Instagram supports Reels up to 90 seconds long (and up to 15 minutes for certain accounts). But maximum length isn't optimal length. The right duration depends on your content type, and choosing it correctly directly impacts your completion rate — the algorithm's most heavily weighted signal.
Why Length Matters More Than You Think
Instagram's algorithm heavily weights completion rate — the percentage of viewers who watch to the end. A 10-second Reel watched fully scores better than a 60-second Reel abandoned at 20 seconds. Shorter videos have structurally higher completion rates, which is why they often outperform longer ones in the algorithm.
Length by Content Type
- 7–10 seconds — Punchy facts, single tips, memes, visual reveals. Highest possible completion rates. Best for trending sounds and quick wins.
- 15–20 seconds — Short tutorials, quotes with voiceover, product reveals, before/after. Sweet spot for most entertainment content.
- 30–45 seconds — Multi-step tutorials, mini-vlogs, story-driven content. Requires a strong hook to maintain watch-through.
- 60–90 seconds — In-depth educational content, interviews, detailed walkthroughs. Only works if every second is genuinely valuable. High drop-off risk.

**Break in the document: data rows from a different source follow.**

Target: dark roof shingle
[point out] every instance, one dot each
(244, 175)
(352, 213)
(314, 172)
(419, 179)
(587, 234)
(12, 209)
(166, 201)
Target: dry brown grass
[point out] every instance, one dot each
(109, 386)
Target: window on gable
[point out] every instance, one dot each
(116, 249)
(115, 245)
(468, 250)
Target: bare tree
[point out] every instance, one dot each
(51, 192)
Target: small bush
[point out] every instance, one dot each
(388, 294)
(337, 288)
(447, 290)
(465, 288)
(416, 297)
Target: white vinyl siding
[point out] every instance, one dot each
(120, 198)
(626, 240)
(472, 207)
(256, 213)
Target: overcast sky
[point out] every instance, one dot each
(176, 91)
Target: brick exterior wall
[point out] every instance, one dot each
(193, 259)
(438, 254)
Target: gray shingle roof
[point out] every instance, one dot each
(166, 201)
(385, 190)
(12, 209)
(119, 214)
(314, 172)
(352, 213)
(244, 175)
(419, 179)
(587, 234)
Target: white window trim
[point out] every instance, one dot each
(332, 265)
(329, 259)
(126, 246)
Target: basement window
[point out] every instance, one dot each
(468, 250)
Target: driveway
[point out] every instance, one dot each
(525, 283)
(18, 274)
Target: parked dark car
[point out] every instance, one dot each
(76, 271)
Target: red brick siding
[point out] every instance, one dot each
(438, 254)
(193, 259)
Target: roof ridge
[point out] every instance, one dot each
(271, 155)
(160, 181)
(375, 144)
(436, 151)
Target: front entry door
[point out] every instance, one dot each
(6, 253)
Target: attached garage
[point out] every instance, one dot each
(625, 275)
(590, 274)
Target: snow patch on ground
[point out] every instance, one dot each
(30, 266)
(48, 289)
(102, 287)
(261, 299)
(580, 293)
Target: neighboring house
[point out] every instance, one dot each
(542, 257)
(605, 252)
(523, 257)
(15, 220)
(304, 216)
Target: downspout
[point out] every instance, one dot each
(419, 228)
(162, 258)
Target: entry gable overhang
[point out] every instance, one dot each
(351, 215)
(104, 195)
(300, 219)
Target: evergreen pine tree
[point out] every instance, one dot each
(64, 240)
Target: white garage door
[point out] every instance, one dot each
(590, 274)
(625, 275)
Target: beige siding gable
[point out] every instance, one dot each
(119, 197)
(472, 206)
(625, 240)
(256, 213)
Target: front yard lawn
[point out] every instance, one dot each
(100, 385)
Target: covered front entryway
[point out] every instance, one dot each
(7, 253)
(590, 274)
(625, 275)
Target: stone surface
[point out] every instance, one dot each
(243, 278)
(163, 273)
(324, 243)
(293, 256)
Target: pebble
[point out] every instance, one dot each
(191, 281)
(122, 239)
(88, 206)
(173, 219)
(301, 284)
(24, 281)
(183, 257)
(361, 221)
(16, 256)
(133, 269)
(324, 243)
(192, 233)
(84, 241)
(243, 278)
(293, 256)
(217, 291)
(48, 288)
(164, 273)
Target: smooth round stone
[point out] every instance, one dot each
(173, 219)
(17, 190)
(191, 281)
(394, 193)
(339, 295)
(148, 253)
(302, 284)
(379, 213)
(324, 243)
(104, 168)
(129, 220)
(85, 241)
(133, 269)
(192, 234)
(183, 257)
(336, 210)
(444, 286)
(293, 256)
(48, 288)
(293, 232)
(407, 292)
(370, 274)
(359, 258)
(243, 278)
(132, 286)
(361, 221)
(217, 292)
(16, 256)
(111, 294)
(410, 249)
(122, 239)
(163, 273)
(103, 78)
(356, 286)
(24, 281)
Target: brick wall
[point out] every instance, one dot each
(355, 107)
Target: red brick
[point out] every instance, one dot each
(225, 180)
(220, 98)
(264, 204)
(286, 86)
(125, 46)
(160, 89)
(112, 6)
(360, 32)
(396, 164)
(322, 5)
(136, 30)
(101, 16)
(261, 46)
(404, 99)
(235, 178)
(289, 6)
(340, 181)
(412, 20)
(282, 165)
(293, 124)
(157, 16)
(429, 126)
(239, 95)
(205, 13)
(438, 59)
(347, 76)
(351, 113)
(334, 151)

The Rule of Earned Seconds
Every second of your Reel must earn the next one. Before publishing, watch your Reel and at each 5-second mark ask: "Would someone who doesn't know me keep watching?" If the answer is no, cut the video there.
Loop-Worthy Short Reels
Reels under 10 seconds that loop seamlessly (the end connects to the beginning) benefit from replays. Each replay counts as continued watch time. This is why some 7-second Reels dramatically outperform 60-second ones — viewers replay them multiple times.
Testing: Start Short, Go Longer When Proven
If you're unsure about length, start shorter. Post a 15-second version first. If it performs well, test a 30-second version with more detail. Let the algorithm feedback tell you what your specific audience prefers.
Conclusion
For most content, target 15–30 seconds. For quick insights and entertainment, aim for 7–15 seconds. For deep educational content with a strong established hook, 45–60 seconds can work. Always prioritize completion rate over comprehensiveness — a short video fully watched beats a long one abandoned.